Some providers are much better than others.  The FCC found some remarkable variability in the performance of different ISPs.  Let’s break several down:

  • Verizon’s FiOS was the clear winner among the major providers tested, winning top performance marks across the board.  Few providers came close;
  • Comcast had the most consistently reliable speeds among cable broadband providers.  Cox beat them at times, but only during hours when few customers were using their network;
  • AT&T U-verse was competitive with most cable broadband packages, but is already being outclassed by cable companies offering DOCSIS 3-based premium speed tiers;
  • Cablevision has a seriously oversold broadband network.  Their results were disastrous, scoring the worst of all providers for consistent service during peak usage periods.  Their performance was simply unacceptable, incapable of delivering barely more than half of promised speeds during the 10pm-12am window.
  • It was strictly middle-of-the-road performance for Time Warner Cable, Insight, and CenturyLink.  They aren’t bad, but they could be better.
  • Mediacom continued its tradition of being a mediocre cable provider, delivering consistently below-average results for their customers during peak usage periods.  They are not performing necessary upgrades to keep up with user demand.
  • Most major DSL providers — AT&T, Frontier, and Qwest — promise little and deliver as much.  Their ho-hum advertised speeds combined with unimpressive scores for time of day performance variability should make all of these the consumers’ last choice for broadband service if other options are available.

Some conclusions the FCC wants consumers to ponder:

  1. For basic web-browsing and Voice-Over-IP, any provider should be adequate.  Shop on price.

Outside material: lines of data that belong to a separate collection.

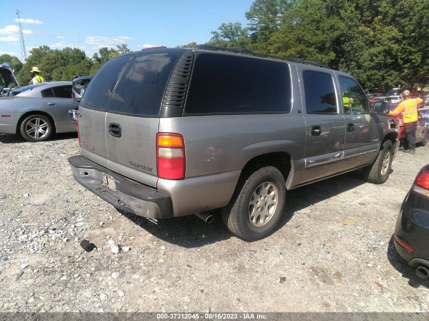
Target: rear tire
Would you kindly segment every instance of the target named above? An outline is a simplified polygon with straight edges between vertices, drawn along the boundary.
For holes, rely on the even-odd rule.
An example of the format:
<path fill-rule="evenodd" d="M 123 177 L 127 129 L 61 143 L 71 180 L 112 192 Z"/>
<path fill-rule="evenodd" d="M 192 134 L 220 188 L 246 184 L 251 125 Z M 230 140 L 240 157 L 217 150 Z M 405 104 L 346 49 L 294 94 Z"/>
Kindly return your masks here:
<path fill-rule="evenodd" d="M 246 241 L 262 238 L 272 230 L 283 212 L 286 185 L 276 167 L 256 167 L 239 185 L 229 203 L 222 208 L 223 223 Z"/>
<path fill-rule="evenodd" d="M 374 162 L 364 167 L 365 180 L 374 184 L 382 184 L 390 173 L 393 150 L 392 142 L 386 140 L 381 146 Z"/>
<path fill-rule="evenodd" d="M 50 120 L 43 115 L 31 115 L 26 117 L 20 126 L 22 137 L 28 141 L 42 141 L 52 134 L 54 126 Z"/>

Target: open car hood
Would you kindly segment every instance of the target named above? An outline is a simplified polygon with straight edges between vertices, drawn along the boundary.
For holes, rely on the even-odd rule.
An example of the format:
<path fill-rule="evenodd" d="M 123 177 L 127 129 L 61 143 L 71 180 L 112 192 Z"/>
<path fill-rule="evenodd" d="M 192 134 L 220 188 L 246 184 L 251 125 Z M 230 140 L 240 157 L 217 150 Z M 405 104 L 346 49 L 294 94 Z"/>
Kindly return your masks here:
<path fill-rule="evenodd" d="M 2 75 L 6 87 L 10 88 L 15 85 L 19 87 L 19 84 L 13 72 L 13 66 L 10 62 L 4 62 L 0 64 L 0 75 Z"/>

Consumers should not overspend for faster tiers of service they will simply not benefit from all that much.  Web pages loaded at similar speeds regardless of the speed tier chosen.
  2. Video streaming benefits from consistent speeds and network reliability.  Fiber and cable broadband usually deliver faster speeds that can ensure reliable high quality video streaming.  DSL may or may not be able to keep up with our HD video future.
  3. Temporary speed-boost technology provided by some cable operators is a useful gimmick.  It can help render web pages and complete small file downloads faster.  It can’t beat fiber’s consistently faster speeds, but can deliver a noticeable improvement over DSL.

More than 78,000 consumers volunteered to participate in the study and a total of approximately 9,000 consumers were selected as potential participants and were supplied with specially configured routers. The data in the report is based on a statistically selected subset of those consumers—approximately 6,800 individuals—and the measurements taken in their homes during March 2011. The participants in the volunteer consumer panel were recruited with the goal of covering ISPs within the U.S. across all broadband technologies, although only results from three major technologies—DSL, cable, and fiber-to-the-home—are reflected in the report.